Value of the material supplied by the service recipient, since not charged by the service provider, cannot be included in the gross value of the service, ruled the two-member-bench of Customs Excise and Services Tax Appellate Tribunal (CESTAT).
The appellant, M/s Murthy Engineering Works, engaged in providing service of fabrication, erection, commissioning and installation services, maintenance service etc. and for some time rented their Hydra Crane.
According to the nature of their employment, they had to construct the aforementioned goods after receiving the necessary raw materials from their clients, such as steel plates, angles, pipes, etc. Usually, they didn’t supply any form of raw materials themselves.
The appellant generated bills containing only the labour charges as per verbal/written agreement/contract between them and their customers.

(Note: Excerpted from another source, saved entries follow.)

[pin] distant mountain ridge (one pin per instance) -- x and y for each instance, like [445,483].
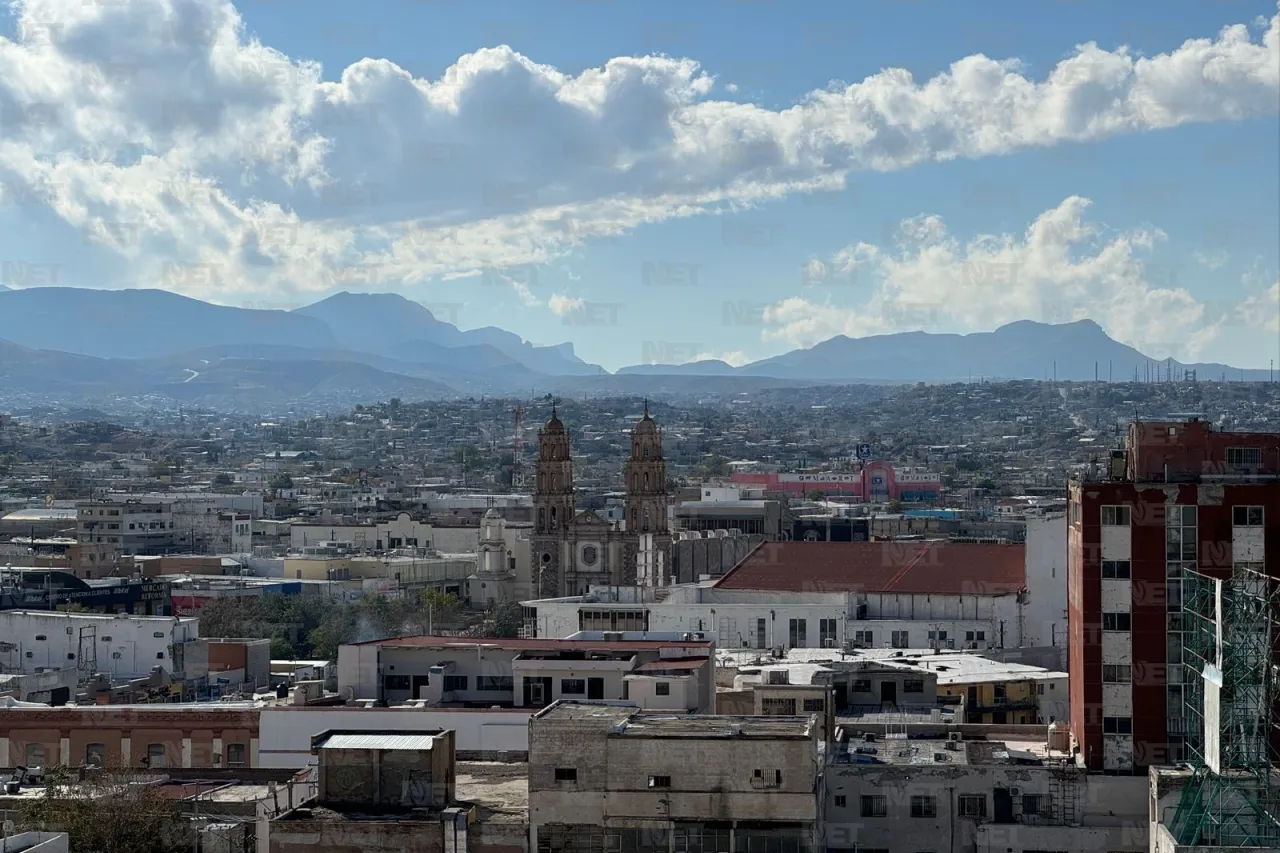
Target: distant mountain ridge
[1075,351]
[353,347]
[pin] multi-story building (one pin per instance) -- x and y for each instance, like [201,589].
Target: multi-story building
[606,778]
[831,594]
[658,673]
[110,529]
[1179,496]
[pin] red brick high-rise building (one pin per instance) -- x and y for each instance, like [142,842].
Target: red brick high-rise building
[1179,496]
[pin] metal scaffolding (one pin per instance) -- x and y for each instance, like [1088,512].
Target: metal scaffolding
[1232,687]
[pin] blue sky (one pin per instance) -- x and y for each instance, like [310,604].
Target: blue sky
[1141,194]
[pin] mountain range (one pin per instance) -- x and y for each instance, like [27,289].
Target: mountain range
[81,346]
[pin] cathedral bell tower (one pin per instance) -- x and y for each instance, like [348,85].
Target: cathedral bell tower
[553,506]
[645,475]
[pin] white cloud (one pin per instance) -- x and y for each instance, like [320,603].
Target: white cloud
[1063,268]
[173,137]
[735,359]
[1261,310]
[563,305]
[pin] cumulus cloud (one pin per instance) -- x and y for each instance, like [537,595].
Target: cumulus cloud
[216,165]
[1261,310]
[563,305]
[1064,267]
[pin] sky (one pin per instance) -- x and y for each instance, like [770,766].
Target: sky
[662,182]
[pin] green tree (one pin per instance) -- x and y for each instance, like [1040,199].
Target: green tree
[112,813]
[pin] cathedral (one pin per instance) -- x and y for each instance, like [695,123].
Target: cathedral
[574,551]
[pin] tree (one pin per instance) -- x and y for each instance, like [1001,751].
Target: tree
[112,813]
[503,620]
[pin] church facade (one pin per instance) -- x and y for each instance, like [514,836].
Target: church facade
[574,551]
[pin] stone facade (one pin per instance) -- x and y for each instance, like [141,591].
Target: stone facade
[574,551]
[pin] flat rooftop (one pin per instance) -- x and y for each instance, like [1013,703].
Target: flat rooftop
[530,644]
[629,723]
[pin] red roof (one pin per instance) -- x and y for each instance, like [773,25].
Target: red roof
[938,566]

They paid service tax after claiming abatement from the gross amount charged under Notification Nos. 19/2003- ST dated 21.08.2003, 15/2004-ST dated 10.09.2004 and Notification No. 1/2006-ST dated 01.03.2006.
However, the department alleged that the appellant has not included the value of material supplied by their clients in the gross value of the service for payment of service tax thus, they have violated the condition of notifications.

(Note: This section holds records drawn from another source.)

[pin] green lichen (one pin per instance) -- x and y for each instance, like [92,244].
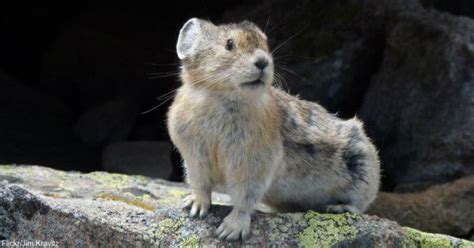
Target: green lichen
[171,227]
[327,230]
[177,193]
[192,241]
[174,198]
[420,239]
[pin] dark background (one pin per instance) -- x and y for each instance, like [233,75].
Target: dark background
[75,78]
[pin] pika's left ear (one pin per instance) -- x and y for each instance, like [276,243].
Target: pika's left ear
[189,37]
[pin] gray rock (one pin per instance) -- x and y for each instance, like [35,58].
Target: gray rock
[113,210]
[148,158]
[419,107]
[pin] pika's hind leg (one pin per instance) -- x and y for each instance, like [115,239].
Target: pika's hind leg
[198,177]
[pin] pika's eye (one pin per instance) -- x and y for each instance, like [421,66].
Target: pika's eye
[229,45]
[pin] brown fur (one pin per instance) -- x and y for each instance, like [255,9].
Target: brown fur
[239,134]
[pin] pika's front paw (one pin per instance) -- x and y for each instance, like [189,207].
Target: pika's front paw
[233,227]
[198,204]
[342,208]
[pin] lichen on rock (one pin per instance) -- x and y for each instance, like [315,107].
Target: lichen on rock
[327,230]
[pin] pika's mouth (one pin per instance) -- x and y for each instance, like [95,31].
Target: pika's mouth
[254,83]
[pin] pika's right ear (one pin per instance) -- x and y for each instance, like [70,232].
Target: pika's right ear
[189,37]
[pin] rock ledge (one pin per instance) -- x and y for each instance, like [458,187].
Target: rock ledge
[114,210]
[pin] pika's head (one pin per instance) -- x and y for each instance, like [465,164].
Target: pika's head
[226,57]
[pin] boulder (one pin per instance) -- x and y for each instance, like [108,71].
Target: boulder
[114,210]
[148,158]
[446,208]
[419,107]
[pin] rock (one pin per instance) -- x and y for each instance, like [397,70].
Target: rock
[108,123]
[148,158]
[113,210]
[446,208]
[419,107]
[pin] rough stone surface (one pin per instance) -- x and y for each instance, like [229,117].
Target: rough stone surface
[446,208]
[113,210]
[419,107]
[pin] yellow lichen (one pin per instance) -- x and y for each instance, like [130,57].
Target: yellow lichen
[327,230]
[420,239]
[129,200]
[114,180]
[53,195]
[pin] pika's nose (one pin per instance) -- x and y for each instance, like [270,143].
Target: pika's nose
[261,63]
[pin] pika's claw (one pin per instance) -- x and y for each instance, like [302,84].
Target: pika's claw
[199,205]
[233,228]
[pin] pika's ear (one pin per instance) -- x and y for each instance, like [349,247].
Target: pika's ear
[189,37]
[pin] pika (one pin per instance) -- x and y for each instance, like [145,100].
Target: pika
[239,134]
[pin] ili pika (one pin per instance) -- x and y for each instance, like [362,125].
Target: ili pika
[240,135]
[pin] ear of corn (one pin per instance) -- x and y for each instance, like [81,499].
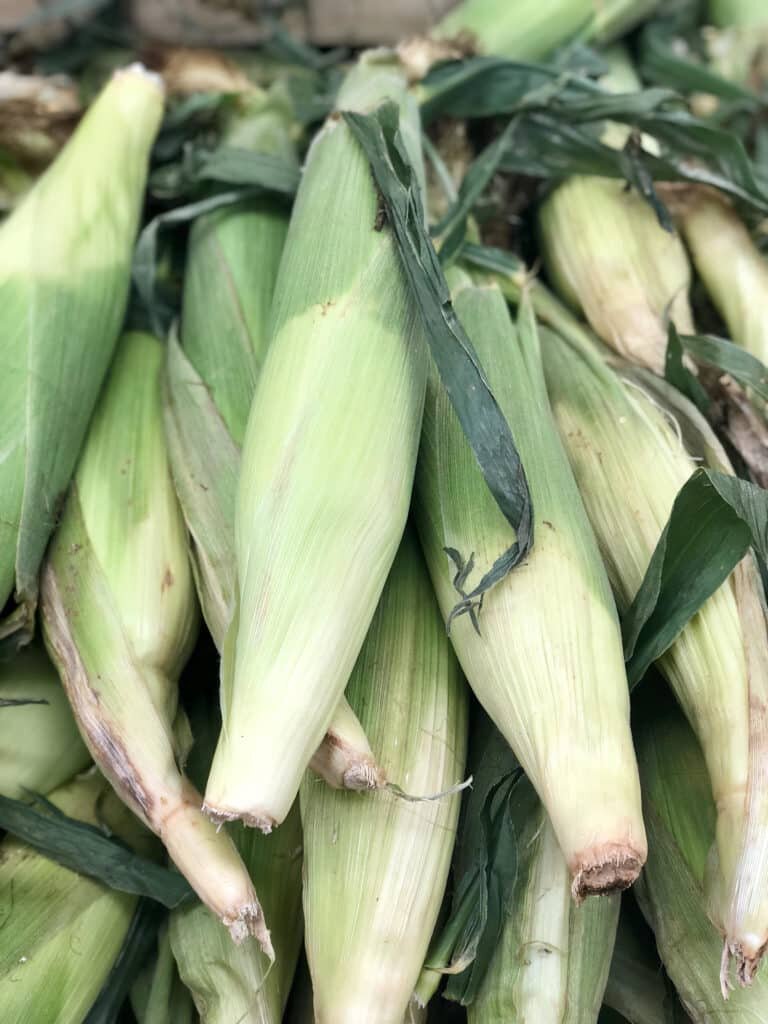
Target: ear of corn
[40,745]
[733,269]
[566,655]
[119,619]
[680,815]
[529,30]
[552,962]
[232,259]
[64,930]
[238,983]
[609,258]
[630,462]
[328,465]
[65,270]
[376,867]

Accordingly, show cause notice was issued to the appellant wherein total service tax demand was raised on the gross value without allowing the exemption.
After taking careful note of the submissions made by both sides, the bench noted that the major accusation lodged against the appellant is for the denial of exemption notices that offer a reduction from the gross value is that the appellant failed to account for the worth of the materials supplied by the service recipient.
The CESTAT panel of Ramesh Nair and C L Mahar directed the adjudicating authority to re-quantity the service tax if any arises after allowing the abatement in respect of services of Erection, Commissioning or Installation.